被告は原告に対し金十万円及びこれに対する昭和二十八年八月十三日から支払済まで年五分の割合による金員の支払をせよ。

原告その余の請求を棄却する。

訴訟費用は三分しその二を原告の、その余を被告の負担とする。

この判決は、原告が金三万円の担保を供するときは、第一項に限り、仮りに執行することができる。

被告が原告に対し金三万円を供するときは、前項の仮執行を免れることができる。

事実

原告訴訟代理人は、「被告は、原告に対し金五十四万八千四百五十円及びこれに対する昭和二十八年八月十三日から支払済まで年五分の割合による金員の支払をせよ。訴訟費用は被告の負担とする。」との判決及び仮執行の宣言を求め、請求の原因として、

「原告は昭和二十八年四月十日午前十時十分頃原告所有の普通乗用自動車一九五〇年式キヤデラツクセダン型臨時運行許可番号渋谷第二三四〇号(以下原告自動車と称する)を操縦し、東京方向から名古屋方向に向い東海道国道第一号線を静岡市丸子町元宿部落東側入口に差掛つた際、被告所有で被告会社の被用者訴外中野久の操縦する貨物自動車(一九五三年式トヨダFX臨時運行許可番号静第〇〇八号、被告会社自動車と称する)が時速四十粁を以て名古屋方向から東京方向に進行して来て、突如、原告自動車前部右側(右側、左側とは自動車の進行方向に向つて右側、又は左側をいう、以下同じ)に被告会社自動車の前部右側を激突せしめ、その結果、(1)  原告は原告自動車の別紙〈省略〉記載箇所を破損され、その修理のため同別紙記載のとおり合計金九万八千四百五十円の支払をなした外、(2)  原告自動車は、原告が訴外林好三こと林人間に売り、その引渡のため、陸送中のものであつて、右損傷を蒙つたため、原告は、同訴外人から右売買契約を解除され、手附倍戻しの約に従い金十万円を同訴外人に支払うの余儀なきに至つたし、(3)  又原告自動車は衝突当時の時価金二百六十万円のところ、前記損傷をうけたため金三十万円の値下りをし、(4)  かつ、事故の翌日である昭和二十八年四月十一日修理に著手して同年五月七日修理完了までの約一ケ月間に時間の経過による金五万円の自然的値下りを受け、右(1) ないし(4) の修理代、手附倍戻金損傷による値下額、及び自然的値下額の合計金五十四万八千四百五十円と同額の損害を蒙つたのである。

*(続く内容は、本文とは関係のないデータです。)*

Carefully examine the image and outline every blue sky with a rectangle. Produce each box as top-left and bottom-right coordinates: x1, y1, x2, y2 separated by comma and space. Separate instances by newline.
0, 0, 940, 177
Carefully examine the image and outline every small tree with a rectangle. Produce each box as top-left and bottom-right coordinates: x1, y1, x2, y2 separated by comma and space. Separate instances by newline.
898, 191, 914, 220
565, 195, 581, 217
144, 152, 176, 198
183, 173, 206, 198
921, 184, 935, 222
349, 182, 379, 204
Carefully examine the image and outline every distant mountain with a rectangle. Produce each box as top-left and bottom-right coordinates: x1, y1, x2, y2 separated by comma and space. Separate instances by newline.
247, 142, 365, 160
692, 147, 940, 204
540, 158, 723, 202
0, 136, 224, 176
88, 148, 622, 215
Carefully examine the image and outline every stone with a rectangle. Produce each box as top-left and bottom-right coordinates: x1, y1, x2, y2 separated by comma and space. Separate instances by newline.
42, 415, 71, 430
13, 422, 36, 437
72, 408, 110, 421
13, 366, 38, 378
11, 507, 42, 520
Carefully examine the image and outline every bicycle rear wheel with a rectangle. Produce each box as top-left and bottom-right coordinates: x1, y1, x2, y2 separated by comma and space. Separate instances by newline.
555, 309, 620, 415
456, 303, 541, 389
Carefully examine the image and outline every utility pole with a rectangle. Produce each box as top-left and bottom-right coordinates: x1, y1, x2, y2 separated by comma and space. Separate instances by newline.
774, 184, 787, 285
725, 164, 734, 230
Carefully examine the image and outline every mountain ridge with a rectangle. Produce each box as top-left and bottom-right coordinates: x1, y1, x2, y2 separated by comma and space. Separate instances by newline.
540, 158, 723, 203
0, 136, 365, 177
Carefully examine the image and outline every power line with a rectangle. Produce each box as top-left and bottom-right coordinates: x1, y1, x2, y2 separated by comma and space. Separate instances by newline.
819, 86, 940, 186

そして、右衝突は、被告自動車の運転者たる訴外中野久において本件事故現場の如く道路に副つて家屋が立並んでいる部落内の屈曲ある道路を通行するにあたつては前方を注視し、警笛を吹鳴しながら左側を徐行する義務があるのに、これを怠り、時速四十キロの高速度で道路の中央を警笛を吹鳴することなく、漫然進行して来たことによつて惹起したものであるから、原告の蒙つた右損害の原因は同訴外人の過失にあるというべく、しかして、同訴外人の自動車運転は、被告会社の為になされたものであり、被告会社は同訴外人の当時の雇主であるから、原告は民法第七百十五条に基づき被告会社に対し右蒙つた損害の賠償及びこれに対する本件訴状が被告に送達された翌日である昭和二十八年八月十三日からその支払済まで民法所定年五分の割合による遅延損害金の支払を求める。」とのべ、被告会社の抗弁事実を否認し、「原告は道路の左側端すれすれに時速十六粁で徐行し、被告会社自動車発見と同時に警笛を吹鳴し、かつ急停車の措置を講じたものであるから原告に過失はない。」とのべた。〈立証省略〉

被告訴訟代理人は、「原告の請求を棄却する」、との判決を求め、答弁として、「原告主張の事実中、昭和二十八年四月十日午前十時十分頃原告主張の場所において訴外中野久の操縦する被告会社所有の自動車が原告の操縦する普通乗用自動車と衝突したことを認め、その余の事実はこれを否認する。訴外中野久は時速二十五キロの安全速度で進行し、原告自動車発見と同時に警笛を吹鳴しハンドルを左に切り急停車の措置を講じたから、同訴外人には原告主張の如き損害の発生につき過失ありといえない、むしろ、訴外中野久においては道路左側の人家の軒庇が道路にさしかかつているのでこれを避けるため道路の中央よりを走る外なかつたもので右損害の発生は不可抗力といはねばならない。

仮に、同訴外人に過失があつたとしても、被告会社は日産トヨダのボデー会社として、完成車の全国配送をする関係から常に各運転手の技術その他宿泊予定、到着時刻等に万全の措置を講じ、出発時には全員を集め細々と注意を与えているもので、同訴外人に対しても勿論右のような監督指導を与えているのであるから、同訴外人に対する選任監督につき相当の注意をなしたものというべく、前記損害賠償の責任がない。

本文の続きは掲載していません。